From Bureau of Labor Statistics, U.S. Department of Labor, August 2018

The unemployment rate remained at 3.9 percent in August.

  1. Among the major worker groups, the unemployment rates for adult men (3.5 percent), adult women (3.6 percent), teenagers (12.8 percent), Whites (3.4 percent), Blacks (6.3 percent), Asians (3.0 percent) and Hispanics (4.7 percent).
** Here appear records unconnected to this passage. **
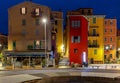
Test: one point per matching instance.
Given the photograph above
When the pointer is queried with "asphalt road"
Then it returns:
(47, 70)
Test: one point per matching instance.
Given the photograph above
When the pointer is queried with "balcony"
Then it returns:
(94, 26)
(96, 35)
(93, 46)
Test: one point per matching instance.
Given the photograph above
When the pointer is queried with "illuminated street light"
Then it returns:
(106, 47)
(44, 20)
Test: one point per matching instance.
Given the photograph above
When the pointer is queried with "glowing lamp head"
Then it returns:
(44, 20)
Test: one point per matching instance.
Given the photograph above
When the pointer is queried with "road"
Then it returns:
(17, 72)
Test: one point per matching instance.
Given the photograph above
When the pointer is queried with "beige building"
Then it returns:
(28, 33)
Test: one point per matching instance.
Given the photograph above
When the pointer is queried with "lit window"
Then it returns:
(14, 44)
(37, 10)
(75, 39)
(105, 39)
(110, 55)
(110, 30)
(23, 10)
(105, 30)
(23, 32)
(111, 39)
(94, 20)
(75, 24)
(37, 21)
(111, 22)
(95, 51)
(75, 51)
(23, 22)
  2. The number of long-term unemployed (those jobless for 27 weeks or more) is 1.3 million. Over the year, the number of long-term unemployed has declined by 403,000.
  3. Professional and business service added 519,000 jobs over the year.
  4. Health care has added 301,000 jobs over the year.
  5. Wholesale trade employment increase by 99,000 over the year.
  6. Employment in transportation and warehousing rose by 173,000 over the past 12 months.
  7. Mining employment has added 104,000 since October 2016, almost entirely in support activities for mining.
  8. Employment in construction has increased by 297,000 over the year.
  9. Average hourly earnings for all employees on private nonfarm payrolls has increased by 77 cents or 2.9 percent.